In case of private security agencies, FDI up to 49 per cent is now permitted under automatic route and up to 74 per cent through approval route.
The current policy permits 49 per cent FDI under government approval route in private security agencies.
The government has also permitted 100 per cent FDI under automatic route in several wings of the broadcasting carriage services which include teleports, direct-to-home, cable networks, mobile TV and headend-in-the sky broadcasting service.
However, the statement said: "Infusion of fresh foreign investment beyond 49 per cent in a company not seeking licence/permission from sectoral ministry, resulting in change in the ownership pattern or transfer of stake by existing investor to new foreign investor, will require FIPB approval."
The government has decided to do away with the
requirement of separate security clearance or RBI approval for setting up of branch or liaison offices by foreign companies dealing in defence, telecom, private security or information and broadcasting if the requisite approval of FIPB or the ministry or regulator concerned is in place.
The government has also decided to do away with the 'controlled conditions' for FDI in these activities relating to animal husbandry.
As per the existing policy, FDI in animal husbandry (including breeding of dogs), pisciculture, aquaculture and apiculture is allowed 100 per cent under automatic route under controlled conditions.
Measures undertaken by the government have resulted in increased FDI inflows from USD 36.04 billion in 2013-14 to US 55.46 billion in 2015-16, the highest ever FDI inflow for a particular financial year, the statement said.
"However, it is felt that the country has potential to attract far more foreign investment which can be achieved by further liberalising and simplifying the FDI regime.

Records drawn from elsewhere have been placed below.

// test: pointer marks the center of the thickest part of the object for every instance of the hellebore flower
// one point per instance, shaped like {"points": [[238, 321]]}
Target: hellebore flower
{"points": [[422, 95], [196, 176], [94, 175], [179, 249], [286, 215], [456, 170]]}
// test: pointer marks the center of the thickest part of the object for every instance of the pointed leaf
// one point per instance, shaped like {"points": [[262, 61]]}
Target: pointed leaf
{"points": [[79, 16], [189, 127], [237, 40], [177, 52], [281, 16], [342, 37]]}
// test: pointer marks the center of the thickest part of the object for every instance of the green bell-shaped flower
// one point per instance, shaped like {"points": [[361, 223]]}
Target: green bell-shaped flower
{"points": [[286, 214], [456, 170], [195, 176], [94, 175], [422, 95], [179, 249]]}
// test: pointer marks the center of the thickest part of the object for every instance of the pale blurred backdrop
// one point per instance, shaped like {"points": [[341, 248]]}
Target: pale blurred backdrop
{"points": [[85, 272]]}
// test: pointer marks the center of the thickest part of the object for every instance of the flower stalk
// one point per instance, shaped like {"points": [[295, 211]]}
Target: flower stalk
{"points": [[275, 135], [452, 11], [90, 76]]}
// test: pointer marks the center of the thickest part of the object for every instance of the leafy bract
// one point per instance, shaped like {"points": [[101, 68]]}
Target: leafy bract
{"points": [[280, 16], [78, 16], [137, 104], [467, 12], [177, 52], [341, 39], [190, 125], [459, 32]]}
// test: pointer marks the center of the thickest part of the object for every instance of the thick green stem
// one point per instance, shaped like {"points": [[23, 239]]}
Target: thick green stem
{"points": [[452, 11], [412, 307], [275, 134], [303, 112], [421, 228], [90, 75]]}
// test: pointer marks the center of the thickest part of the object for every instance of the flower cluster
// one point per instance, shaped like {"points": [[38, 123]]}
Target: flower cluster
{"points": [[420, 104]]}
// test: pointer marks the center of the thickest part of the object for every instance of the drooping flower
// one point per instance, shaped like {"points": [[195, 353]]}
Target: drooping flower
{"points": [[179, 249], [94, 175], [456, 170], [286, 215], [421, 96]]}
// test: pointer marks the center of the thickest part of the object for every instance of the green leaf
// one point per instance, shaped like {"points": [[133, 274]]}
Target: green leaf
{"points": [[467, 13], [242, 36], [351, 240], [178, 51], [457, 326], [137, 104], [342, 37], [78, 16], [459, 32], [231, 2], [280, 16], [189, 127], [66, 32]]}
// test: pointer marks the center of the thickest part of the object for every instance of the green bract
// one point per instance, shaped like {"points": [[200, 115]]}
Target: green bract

India today has been rated as number one FDI destination by several international agencies," the statement added.
(REOPEN DEL51)
Commerce and Industry Minister Nirmala Sitharaman said these initiatives are expected to increase FDI inflows which have been very encouraging over the last two years.
"Now there is a greater clarity in terms of the caps, in terms of the process of approval, in terms of making it easy so that the rigours of going through an investment proposal are all eased out," she told reporters here.
Explaining about the relaxation in the defence sector, she said the idea behind dropping the term "state of the art" was "essentially we are spending time in defining things and spending time in understanding what exactly is state of the art and what exactly is this cutting edge".
"So instead of keeping it verbose and instead of making too many things binding us down on what is it that you have to comply. By using this one word 'modern', we thought we are able to cover on bring in technology which was required and there is no other thing behind the logic," she added.
On single brand retail, the minister said the policy was relaxed but she is conscious that there is a need to protect small industries.
"Local sourcing has the noble objective, we can't completely forget it...So we thought we should allow them to come and stabilise. But then not to forget that commitment," she said.
When asked after this relaxation, what would happen to Apple Inc's application, she said: "It will be considered if they apply".
She further said: "We have done, we are doing, we will keep it doing as much as it takes to make India a manufacturing hub...We are on our toes".
Reacting on the single brand issue, tax consulting firm PwC India said the policy already provides for the window of granting relaxations from sourcing norms for single brand retail trading of products made with 'state of the art' and 'cutting edge' technology.
"It seems proposed announcements seeks to provide more clarity on the framework for relaxation," it said in a statement.
Consulting firm KPMG said easing out of conditionalities in the retail sector would have a positive impact on investment inflow.
"Liberalising of sourcing conditions may make entry for companies like Apple in SBRT activities easier," it said adding 100 per cent FDI in food sector will also give opportunity to multinational companies like Walmart, Tesco to embrace this new policy into their existing presence in India.